Unavailability of highly efficient and sophisticated transformation methods for some important crops also poses a challenge. Nano-particle (gold or tungsten) delivery by gene gun, liposome-mediated transformation, macro-injection and WHISKR transformation methods should be validated for its efficiency. These methods can be used for better and effective transformation. There is need to develop well-standardized regeneration protocol for major food crops, vegetables, and horticultural crops. Another challenge pertains in context to toxicity to cells caused by off-target DSBs, which prevent widespread use of these nuclease targeting systems in plants. Some of the possible strategies to overcome off-site targeting of SDNs have already been discussed. A better understanding of homology-directed endogenous DNA repair mechanisms that follow nuclease-mediated DNA cleavage will help to increase specificity and accuracy of an experiment by reducing off-site targeting and also help to develop new tools of GE. High-throughput sequencing platforms facilitate de novo sequencing and re-sequencing of genomes of many plant species which can generate vast data of SNPs. Most of the available SNPs are not phenotypically characterized. Phenotypically well-characterized SNPs can be good candidates for GE for crop improvements. So, there is need to initiate HapMap projects in important food crops which will provide a phenotypic characterization of SNPs.
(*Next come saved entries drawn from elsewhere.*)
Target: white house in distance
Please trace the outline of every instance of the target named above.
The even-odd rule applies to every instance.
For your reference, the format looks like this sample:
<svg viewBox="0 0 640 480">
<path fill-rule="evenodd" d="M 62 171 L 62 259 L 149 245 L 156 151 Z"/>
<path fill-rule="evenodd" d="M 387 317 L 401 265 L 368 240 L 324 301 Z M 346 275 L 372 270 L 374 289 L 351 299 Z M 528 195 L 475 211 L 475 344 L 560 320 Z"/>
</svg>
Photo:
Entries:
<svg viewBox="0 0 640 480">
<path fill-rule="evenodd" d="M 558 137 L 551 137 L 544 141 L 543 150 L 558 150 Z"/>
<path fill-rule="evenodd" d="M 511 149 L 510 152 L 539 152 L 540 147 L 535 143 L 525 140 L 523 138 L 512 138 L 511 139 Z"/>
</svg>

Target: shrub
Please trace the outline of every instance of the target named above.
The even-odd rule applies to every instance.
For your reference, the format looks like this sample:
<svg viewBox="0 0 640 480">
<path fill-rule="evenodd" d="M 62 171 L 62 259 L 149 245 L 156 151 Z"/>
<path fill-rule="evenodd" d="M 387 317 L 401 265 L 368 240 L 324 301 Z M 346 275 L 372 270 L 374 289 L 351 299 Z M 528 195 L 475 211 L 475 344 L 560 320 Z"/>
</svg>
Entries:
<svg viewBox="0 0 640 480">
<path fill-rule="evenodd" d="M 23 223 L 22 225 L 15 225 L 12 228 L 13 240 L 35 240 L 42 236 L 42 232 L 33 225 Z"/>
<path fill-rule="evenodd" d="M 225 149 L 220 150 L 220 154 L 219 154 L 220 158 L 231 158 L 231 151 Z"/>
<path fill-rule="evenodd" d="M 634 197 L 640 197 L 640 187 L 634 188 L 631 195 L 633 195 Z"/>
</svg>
Availability of pooled CRISPR libraries is one of the latest advancements. Addgene (http://www.addgene.org) provides such CRISPR-pooled libraries for different organisms. Such pooled libraries consist of thousands of plasmids, each plasmid containing a gRNA for a different target gene. Target cell should be treated with the pooled library to create a mutant population of cells, which can be phenotyped for the desired trait. To date, such pooled CRISPR libraries are not available for plant species. Availability of such libraries at least for model plants will be definitely a valuable resource for functional genomics and ultimately for crop improvement. Besides the coding region, libraries designed for the noncoding genomic region DNA will help us for functional characterization.

Conclusions

In the last few years, there has been an enormous acceleration in the development of GE tools and its applications for trait improvement. CRISPR/Cas is the most flexible and versatile version with tremendous potential for crop improvement. Biosafety rules and regulations for GE crops may not be much stringent as for transgenics because of its accuracy, specificity, and efficiency in the mode of action. GE not only helps in improving crops by altering traits, but also has been playing a tremendous role in functional genomics. Till date, GE is employed for improvement of single trait, but there is a great scope for improving multiple traits in a way to develop designer crops. There is a need to put more concerted efforts to address concerns like minimizing the off-site targeting, increasing rate of recombination frequency and developing high-throughput protocols for commercial crops. There is a need to formulate an international consortium to develop genome edited lines of important crops (e.g., rice, maize, wheat) covering the whole genome. Huge data of SNPs can be used in defining the QTNs, and their use in crop improvement by GE. Overall, GE possesses the ability to boost next-generation plant breeding and plant genomic research.